Was Lewis surprised five years ago when he heard that Frank Maloney was going to play Kelly? “I was a little shocked. At first I didn’t realize when I considered her age. I was like: ‘This is a very big step.’ But I support Kelly because I believe it’s your life. “
Lewis always kept his core personal and so by sticking to his principles and having good people around him, he avoided accidents and mental health problems that affected many of his contemporaries, including Bruno, Tyson and McCall. He is cheerful and instead of claiming his era is now better than the time influenced by Tyson Fury and Anthony Joshua, Lewis insists: “I am a fan of heavyweight boxing.
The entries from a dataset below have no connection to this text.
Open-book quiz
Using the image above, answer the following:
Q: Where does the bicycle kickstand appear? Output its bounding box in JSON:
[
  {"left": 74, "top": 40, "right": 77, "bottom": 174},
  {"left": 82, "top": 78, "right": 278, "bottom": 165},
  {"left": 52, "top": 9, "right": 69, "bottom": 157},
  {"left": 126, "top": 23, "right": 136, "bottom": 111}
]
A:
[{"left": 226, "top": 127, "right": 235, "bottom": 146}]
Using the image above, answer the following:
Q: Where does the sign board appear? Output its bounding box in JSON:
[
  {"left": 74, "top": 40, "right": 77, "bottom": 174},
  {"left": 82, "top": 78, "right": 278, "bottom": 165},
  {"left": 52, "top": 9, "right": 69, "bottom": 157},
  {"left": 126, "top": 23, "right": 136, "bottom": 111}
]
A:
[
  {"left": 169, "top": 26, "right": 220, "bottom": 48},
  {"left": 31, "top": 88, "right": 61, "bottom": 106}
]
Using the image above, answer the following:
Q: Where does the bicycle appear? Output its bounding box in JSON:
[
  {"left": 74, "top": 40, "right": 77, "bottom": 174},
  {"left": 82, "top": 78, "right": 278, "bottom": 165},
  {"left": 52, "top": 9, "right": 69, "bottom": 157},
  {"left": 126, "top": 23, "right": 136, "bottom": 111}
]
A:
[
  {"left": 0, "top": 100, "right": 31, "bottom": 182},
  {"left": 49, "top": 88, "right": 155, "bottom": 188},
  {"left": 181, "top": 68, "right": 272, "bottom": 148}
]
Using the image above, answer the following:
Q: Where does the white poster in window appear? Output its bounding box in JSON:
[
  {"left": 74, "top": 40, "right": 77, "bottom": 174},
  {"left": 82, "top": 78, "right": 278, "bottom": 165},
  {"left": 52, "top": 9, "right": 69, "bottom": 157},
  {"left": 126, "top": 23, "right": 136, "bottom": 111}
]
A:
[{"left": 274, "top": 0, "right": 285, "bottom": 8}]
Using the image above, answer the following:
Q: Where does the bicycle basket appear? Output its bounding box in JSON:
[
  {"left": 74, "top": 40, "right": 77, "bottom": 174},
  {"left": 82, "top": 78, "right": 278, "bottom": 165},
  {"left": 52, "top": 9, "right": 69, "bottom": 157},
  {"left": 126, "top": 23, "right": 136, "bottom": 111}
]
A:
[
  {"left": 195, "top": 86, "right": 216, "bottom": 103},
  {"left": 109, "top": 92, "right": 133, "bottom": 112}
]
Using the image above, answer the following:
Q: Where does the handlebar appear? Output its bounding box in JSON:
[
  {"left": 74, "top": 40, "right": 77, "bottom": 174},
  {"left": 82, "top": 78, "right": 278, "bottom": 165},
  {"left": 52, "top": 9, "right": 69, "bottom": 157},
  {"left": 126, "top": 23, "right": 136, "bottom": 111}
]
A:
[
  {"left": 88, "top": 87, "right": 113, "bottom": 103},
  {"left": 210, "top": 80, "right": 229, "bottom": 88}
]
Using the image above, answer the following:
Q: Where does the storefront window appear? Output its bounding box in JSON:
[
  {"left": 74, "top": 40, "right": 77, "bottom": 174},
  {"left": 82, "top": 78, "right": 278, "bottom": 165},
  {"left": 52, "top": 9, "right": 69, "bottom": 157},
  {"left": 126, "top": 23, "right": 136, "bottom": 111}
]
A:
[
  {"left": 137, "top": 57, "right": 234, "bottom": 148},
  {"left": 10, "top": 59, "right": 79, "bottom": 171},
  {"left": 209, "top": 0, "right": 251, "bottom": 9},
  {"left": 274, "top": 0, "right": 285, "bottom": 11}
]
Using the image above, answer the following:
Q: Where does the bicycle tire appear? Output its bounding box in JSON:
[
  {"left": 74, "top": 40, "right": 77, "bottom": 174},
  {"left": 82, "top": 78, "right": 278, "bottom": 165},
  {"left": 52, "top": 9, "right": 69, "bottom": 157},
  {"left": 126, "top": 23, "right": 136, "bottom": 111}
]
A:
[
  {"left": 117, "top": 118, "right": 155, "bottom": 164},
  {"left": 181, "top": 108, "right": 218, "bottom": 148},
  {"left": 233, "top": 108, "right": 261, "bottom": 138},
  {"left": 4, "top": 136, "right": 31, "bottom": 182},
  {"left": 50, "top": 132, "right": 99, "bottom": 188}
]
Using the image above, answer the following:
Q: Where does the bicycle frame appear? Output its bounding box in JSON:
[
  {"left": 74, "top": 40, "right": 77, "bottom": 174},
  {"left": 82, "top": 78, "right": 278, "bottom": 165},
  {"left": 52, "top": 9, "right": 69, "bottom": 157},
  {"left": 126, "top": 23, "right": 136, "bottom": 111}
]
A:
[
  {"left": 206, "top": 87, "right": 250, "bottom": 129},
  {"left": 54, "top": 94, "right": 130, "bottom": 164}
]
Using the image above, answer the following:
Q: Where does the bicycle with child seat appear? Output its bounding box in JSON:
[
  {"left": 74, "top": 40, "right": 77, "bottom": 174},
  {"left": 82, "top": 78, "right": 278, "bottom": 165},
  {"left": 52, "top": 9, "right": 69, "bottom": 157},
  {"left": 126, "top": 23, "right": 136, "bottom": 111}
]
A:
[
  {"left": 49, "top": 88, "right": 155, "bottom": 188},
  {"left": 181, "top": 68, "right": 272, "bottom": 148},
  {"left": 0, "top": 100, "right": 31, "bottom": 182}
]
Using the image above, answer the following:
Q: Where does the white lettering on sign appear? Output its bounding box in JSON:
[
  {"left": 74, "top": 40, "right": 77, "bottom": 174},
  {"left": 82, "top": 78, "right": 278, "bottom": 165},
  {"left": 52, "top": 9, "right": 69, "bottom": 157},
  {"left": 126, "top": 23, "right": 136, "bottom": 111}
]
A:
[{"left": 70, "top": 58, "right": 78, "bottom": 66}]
Tyson in the last two fights [Fury] Showed a lot about him [against Deontay Wilder]. He adjusted to what happened in the first fight [when Fury had to settle for a draw after getting up from a heavy knockdown] And said: ‘I’ll fight separately and knock him out.’ He did exactly what the good character shows. “
Does Lewis think he will win the planned fight between Fury and Joshua next year? “They both deal with their confidence as they choose to embark on their play activities.”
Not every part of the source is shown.